Wednesday 11 July 2007

Knowledge

Recently, I bought a copy of the Encyclopaedia Britannica, not the DVD or the CD version for PC, but the proper, stick it on a shelf in the sitting room and hope it doesn't snap in two, turny page multiple volumes of it and of course, me being me, I didn't opt for the nice brand spanking new 2007 edition of the encyclopaedia, oh no, instead, I bought a beautifully reproduced replica of the first ever edition of the encyclopaedia, from 1768, and I haven't stopped laughing since.
It was the brainchild of three scotsmen, one of which was a mere fifty four inches high, had a huge nose that he accentuated by wearing an even larger paper maché one over it and another was a veritable drinking buddy of Robbie Burns', just the kind of guys that you want publishing the sum of the worlds knowledge in 1768.
The encyclopaedia was published in three volumes. Bell, McFarquhar and Smellie (guess which one used to get plastered with Burnsy) obviously started out with great gusto and intention as the first volume covers A to B, but this intention seems to have petered out as the second volume covers C to L while the third covers M to Z, presumably it was a case of, 'Quick lads, get this finished, Burnsy's got the pints on!'
The thing I love most in reading the books is the dropped 's', this is an 'f' where an 's' should be and it should be pronounced as an 'f'. It just begs to be read aloud in company.

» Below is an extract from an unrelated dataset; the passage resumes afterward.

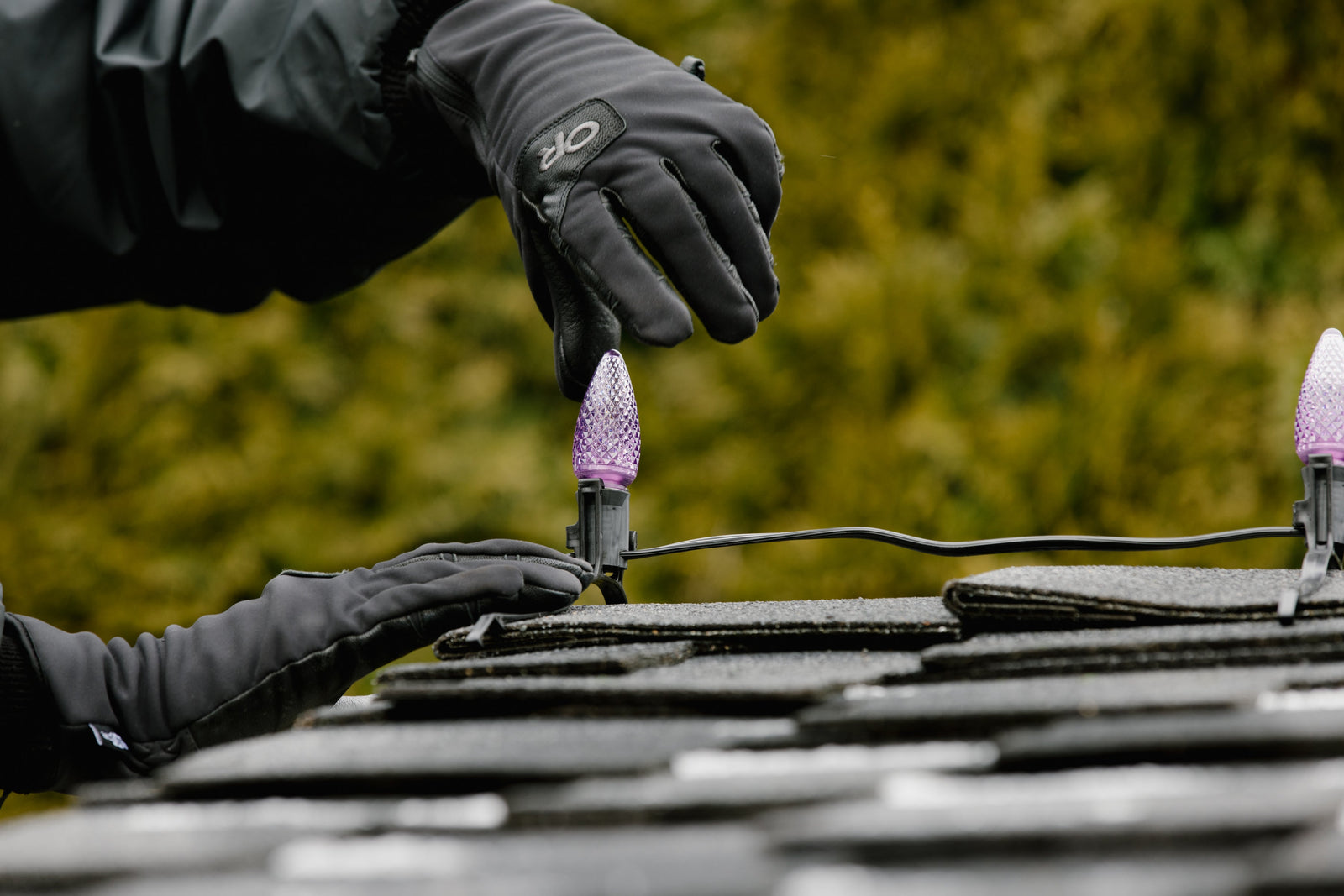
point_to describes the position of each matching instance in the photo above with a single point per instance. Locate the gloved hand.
(597, 147)
(125, 710)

'The word ELECTRICITY fignifies, in general, the effects of a very fubtile fluid matter, different in it's properties from every other fluid we are aquainted with. The fluid is capable of uniting with almoft every body, but unites more readily with fome particular bodies than with others: its motion is amazingly quick, is regulated by peculiar laws, and produces a vaft variety of fingular phenomena, the principal of which fhall be enumerated in this article.'

There are some great wisdoms in the encyclopaedia. A few of my particular favourites are:

On California: 'a large country of the Weft Indies,... It is uncertain whether it be a peninfula or an ifland.'

On Marriage: 'truly a contract, and fo requires the confent of parties. Ideots, therefore and furious perfons cannot marry.'

On Woman: 'the female of the man.'

and the entire chapter on medicine which I'm not going to quote here as it's about a hundred or so pages long but it does say that the cure for piles is to blow a mixture of tobacco smoke and lavendar up one's anus. If you have a couple of hours, it's side splittingly funny and it makes me thank my lucky stars that I was born in the 20th century.
Every now and then I'll take it down from the shelf and have a good laugh and think, 'Jaysus, they knew so much back then but then again, they knew fuck all!'

5 comments:

Anonymous said...

How in the name of sweet fanny adams are you supposed to blow lavender smoke up your own hole?

grannymar said...

We could get Grandad to try that experiment. It might keep him quiet for a day or three

Anonymous said...

I've been doing it for years. Great fun. Makes life more bearable after a can of beans too.

What worries me is "'Jaysus, they knew so much back then but then again, they knew fuck all!'". Are they going to be laughing and saying the same thing in 250 years time?

Baino said...

Ah a fart by any other name would not fmell so fweet.

Anonymous said...

ha ha you guys crack me up!

@K8, presumably with ye olde thinge for the blowing of the fmoke up yer arfe.

@grannymar, nooooo not a mental pic I needed to see

@grandad, of course they will and that scares me too, just what are we doing to ourselves today thats totally crazy.

@baino, you funny baftard!

OK now I think it's now time to resurrect that obselete way of speaking and writing, call it the fociety for fpeaking filly.